U.S. District Judge Terry J. Hatter Jr. last week ordered the Obama administration to provide bail hearings for certain immigrants who have been detained in Southern California for more than six months to determine whether their continued detention is warranted. Hatter's decision is a welcome development that could help restore some much-needed fairness to the troubled detention system. We hope the administration accepts the court's ruling.
Clearly the federal government has the authority to detain and deport immigrants who violate the law, but it also has a responsibility to ensure that those immigrants are not subject to excessive, prolonged incarceration; they deserve the opportunity to be considered for bail. The problem is that as the U.S. moves to detain record numbers of immigrants, the judicial review that used to be provided to those immigrants has decreased. Unlike criminal defendants who are guaranteed a bail hearing before a judge within days, detainees fighting to remain in the U.S. are not guaranteed a similar hearing before an immigration judge.

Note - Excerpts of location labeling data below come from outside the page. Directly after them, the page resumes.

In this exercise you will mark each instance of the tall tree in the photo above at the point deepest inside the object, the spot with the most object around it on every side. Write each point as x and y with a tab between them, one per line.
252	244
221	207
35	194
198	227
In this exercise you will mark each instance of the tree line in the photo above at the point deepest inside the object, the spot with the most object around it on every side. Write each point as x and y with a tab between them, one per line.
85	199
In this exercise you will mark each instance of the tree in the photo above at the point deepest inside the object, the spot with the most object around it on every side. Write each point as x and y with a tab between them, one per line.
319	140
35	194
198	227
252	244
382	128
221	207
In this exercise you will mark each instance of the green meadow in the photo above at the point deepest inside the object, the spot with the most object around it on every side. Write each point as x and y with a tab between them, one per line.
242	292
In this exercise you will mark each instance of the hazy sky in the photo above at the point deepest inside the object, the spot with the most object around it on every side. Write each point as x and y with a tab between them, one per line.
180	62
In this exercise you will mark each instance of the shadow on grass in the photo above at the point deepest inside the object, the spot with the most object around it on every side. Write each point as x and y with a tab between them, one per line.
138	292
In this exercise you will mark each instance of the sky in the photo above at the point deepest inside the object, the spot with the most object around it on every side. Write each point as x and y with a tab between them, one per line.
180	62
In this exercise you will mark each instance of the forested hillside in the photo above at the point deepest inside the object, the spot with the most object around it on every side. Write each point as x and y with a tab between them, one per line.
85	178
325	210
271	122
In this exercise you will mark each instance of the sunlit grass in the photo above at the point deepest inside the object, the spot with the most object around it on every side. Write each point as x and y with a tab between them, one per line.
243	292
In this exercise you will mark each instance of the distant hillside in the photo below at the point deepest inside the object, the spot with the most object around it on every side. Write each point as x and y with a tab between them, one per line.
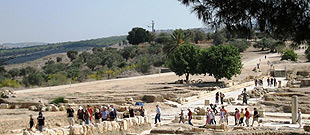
20	45
21	55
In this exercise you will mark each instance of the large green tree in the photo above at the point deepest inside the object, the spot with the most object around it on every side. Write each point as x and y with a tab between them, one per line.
138	35
184	60
222	61
284	19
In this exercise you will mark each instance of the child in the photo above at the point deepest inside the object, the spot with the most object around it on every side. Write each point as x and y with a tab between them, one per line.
31	122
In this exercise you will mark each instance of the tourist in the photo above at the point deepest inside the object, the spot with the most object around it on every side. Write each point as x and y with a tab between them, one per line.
142	111
86	117
190	116
181	117
212	117
126	113
255	117
158	113
226	114
90	111
247	117
244	95
275	82
70	115
80	115
112	115
299	118
31	122
97	115
222	116
114	110
41	120
207	115
131	112
241	117
238	117
235	116
105	114
222	97
217	95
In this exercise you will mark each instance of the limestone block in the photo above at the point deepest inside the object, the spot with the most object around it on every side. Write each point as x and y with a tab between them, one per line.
4	106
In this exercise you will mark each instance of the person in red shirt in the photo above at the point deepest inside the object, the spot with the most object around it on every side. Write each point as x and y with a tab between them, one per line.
247	117
90	111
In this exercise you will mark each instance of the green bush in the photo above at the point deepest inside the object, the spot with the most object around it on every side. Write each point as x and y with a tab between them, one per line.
58	100
289	55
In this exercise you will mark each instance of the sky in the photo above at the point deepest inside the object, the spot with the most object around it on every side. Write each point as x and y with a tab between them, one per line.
54	21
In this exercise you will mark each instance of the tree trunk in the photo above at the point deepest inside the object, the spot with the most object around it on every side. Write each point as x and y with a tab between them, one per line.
187	78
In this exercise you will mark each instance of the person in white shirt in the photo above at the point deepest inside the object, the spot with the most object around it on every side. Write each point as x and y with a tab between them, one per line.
158	113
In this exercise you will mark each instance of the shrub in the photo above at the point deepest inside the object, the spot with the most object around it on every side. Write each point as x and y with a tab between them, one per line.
58	100
289	55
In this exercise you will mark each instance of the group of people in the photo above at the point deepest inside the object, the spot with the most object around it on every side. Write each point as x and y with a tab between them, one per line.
219	97
105	113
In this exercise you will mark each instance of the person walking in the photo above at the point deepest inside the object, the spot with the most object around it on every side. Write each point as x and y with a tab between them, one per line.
31	121
41	121
217	95
241	117
238	115
158	113
255	117
86	117
299	118
97	115
244	95
70	115
131	112
142	111
190	116
247	117
80	115
90	111
212	117
105	114
181	117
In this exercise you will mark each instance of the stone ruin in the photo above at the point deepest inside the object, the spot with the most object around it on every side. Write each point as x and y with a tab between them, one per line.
105	127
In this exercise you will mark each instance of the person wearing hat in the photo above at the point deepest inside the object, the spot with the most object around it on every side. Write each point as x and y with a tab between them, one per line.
70	115
31	122
41	120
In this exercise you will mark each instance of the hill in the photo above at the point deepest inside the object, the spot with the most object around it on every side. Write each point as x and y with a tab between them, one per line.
21	55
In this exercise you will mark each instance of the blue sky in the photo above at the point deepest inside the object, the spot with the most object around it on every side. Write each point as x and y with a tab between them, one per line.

Some critics will undoubtedly argue that Hatter's ruling undermines a rigid 1996 law's no-bail provision, under which federal authorities must detain asylum-seekers who arrive at the border and immigrants who have committed certain crimes, including minor drug offenses, while their deportation cases are pending. Such claims are specious. The 1996 law covered only brief detention; the new court ruling, by contrast, guarantees a bond hearing to immigrants who have spent more than six months locked up. Moreover, immigration judges can still refuse to release anyone they believe poses a threat to the community or is considered a flight risk. And immigration authorities can require anyone released to wear an electronic ankle monitor to ensure that he or she shows up to court.
What Hatter's decision will do is establish a safeguard to prevent immigrants from languishing in detention unfairly and indefinitely. Consider the case of Alejandro Rodriguez, a legal permanent resident who spent three years in detention fighting his deportation. During that time he never received a bail hearing. He was eventually released after civil rights groups sued the government, and he has since won his deportation case.
The Obama administration has vowed to make the immigration detention system more humane and less punitive. We hope federal officials seize this opportunity to fulfill that promise.